ニュートン(Newton)は、スティーブ・ジョブズをアップルから追い出した当時の最高経営責任者(CEO)、ジョン・スカリーが構想した商品です。

1990年代初頭、パソコン専業メーカーだったアップルでしたが、野心的なスカリーは、パソコン市場だけに限定せず家電業界に参入できないか、という構想を持っていました。アップルのヒットPC「マッキントッシュ」を手軽に持ち運べるマルチメディア家電にできれば、一気に市場を支配できる……スカリーはそのような青写真を描いて、新製品の開発を進めていたのです。
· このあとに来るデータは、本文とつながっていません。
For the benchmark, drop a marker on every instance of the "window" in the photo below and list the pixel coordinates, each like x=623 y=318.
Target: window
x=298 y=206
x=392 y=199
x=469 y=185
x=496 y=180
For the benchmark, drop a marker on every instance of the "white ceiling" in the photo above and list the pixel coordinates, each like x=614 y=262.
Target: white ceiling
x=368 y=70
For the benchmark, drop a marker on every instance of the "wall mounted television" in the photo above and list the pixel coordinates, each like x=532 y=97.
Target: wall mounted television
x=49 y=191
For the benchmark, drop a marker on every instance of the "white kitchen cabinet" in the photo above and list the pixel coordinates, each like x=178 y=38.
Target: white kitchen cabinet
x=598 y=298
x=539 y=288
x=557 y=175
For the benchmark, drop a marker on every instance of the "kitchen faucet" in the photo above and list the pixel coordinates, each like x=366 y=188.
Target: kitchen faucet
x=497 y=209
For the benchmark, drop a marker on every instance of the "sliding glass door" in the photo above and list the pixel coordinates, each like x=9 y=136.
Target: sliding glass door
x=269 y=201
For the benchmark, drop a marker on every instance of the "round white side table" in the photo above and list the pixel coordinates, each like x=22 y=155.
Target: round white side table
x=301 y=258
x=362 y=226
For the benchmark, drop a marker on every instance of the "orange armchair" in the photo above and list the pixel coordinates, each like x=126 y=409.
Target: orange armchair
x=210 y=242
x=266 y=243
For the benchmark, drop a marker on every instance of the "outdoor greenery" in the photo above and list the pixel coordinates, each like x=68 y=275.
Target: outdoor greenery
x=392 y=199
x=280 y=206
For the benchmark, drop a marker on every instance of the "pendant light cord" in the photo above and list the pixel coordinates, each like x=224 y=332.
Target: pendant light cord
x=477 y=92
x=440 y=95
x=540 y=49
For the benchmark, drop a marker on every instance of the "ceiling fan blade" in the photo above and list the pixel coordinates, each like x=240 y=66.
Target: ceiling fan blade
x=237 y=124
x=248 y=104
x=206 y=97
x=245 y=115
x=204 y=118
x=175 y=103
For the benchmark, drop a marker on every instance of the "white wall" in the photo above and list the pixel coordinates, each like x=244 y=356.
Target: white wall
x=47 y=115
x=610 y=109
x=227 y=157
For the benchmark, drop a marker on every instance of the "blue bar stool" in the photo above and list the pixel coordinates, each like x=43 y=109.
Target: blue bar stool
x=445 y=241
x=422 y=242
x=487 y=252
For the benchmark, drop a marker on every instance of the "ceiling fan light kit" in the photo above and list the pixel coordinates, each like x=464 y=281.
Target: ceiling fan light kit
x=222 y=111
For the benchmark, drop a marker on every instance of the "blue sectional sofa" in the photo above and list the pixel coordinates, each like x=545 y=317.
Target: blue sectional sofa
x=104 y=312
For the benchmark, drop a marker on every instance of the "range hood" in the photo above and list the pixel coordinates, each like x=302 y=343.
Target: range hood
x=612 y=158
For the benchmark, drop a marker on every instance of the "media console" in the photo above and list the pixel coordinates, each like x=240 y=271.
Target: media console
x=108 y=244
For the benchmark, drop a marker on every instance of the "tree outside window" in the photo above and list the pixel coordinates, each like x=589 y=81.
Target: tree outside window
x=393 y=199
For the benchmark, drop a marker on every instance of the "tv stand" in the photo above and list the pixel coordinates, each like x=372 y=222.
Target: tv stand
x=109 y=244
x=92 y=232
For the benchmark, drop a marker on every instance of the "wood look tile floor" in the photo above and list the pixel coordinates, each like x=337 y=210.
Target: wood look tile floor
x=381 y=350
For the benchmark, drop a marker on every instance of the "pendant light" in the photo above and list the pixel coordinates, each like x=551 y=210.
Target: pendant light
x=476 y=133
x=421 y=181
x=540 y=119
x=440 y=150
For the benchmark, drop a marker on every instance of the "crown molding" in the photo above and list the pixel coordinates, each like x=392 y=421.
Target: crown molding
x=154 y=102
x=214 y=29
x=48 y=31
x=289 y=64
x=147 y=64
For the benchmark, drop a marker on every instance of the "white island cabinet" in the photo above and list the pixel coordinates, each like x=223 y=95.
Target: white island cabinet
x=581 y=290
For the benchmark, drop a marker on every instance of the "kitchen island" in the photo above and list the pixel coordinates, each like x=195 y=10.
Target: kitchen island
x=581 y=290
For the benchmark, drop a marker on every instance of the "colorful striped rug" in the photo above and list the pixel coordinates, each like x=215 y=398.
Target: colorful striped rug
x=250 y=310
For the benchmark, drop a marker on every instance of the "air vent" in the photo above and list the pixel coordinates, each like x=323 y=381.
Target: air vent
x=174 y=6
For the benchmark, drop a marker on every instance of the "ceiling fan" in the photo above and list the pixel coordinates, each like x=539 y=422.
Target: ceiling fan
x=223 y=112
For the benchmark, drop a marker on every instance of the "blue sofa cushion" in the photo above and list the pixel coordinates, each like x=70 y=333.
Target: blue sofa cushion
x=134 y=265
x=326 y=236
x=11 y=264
紆余(うよ)曲折を経て、92年5月、スカリーは「来年初めには新世代の情報家電機器、ニュートンを発売する」と宣言します。スカリーはその宣言の中で、PDA(パーソナル・デジタル・アシスタント=個人用携帯情報端末)という新たな造語を公開するとともに、この情報家電という領域でやがて3兆ドルという巨大市場ができることを予言します。

この宣言は、業界に大きな影響を与えました。「現在のパソコン市場の10倍の新市場を作る可能性がある」(「サンフランシスコ・クロニクル」紙)と書かれたように、スカリーの情報家電構想は、多くの人に新しい市場の到来を予感させるものだったのです。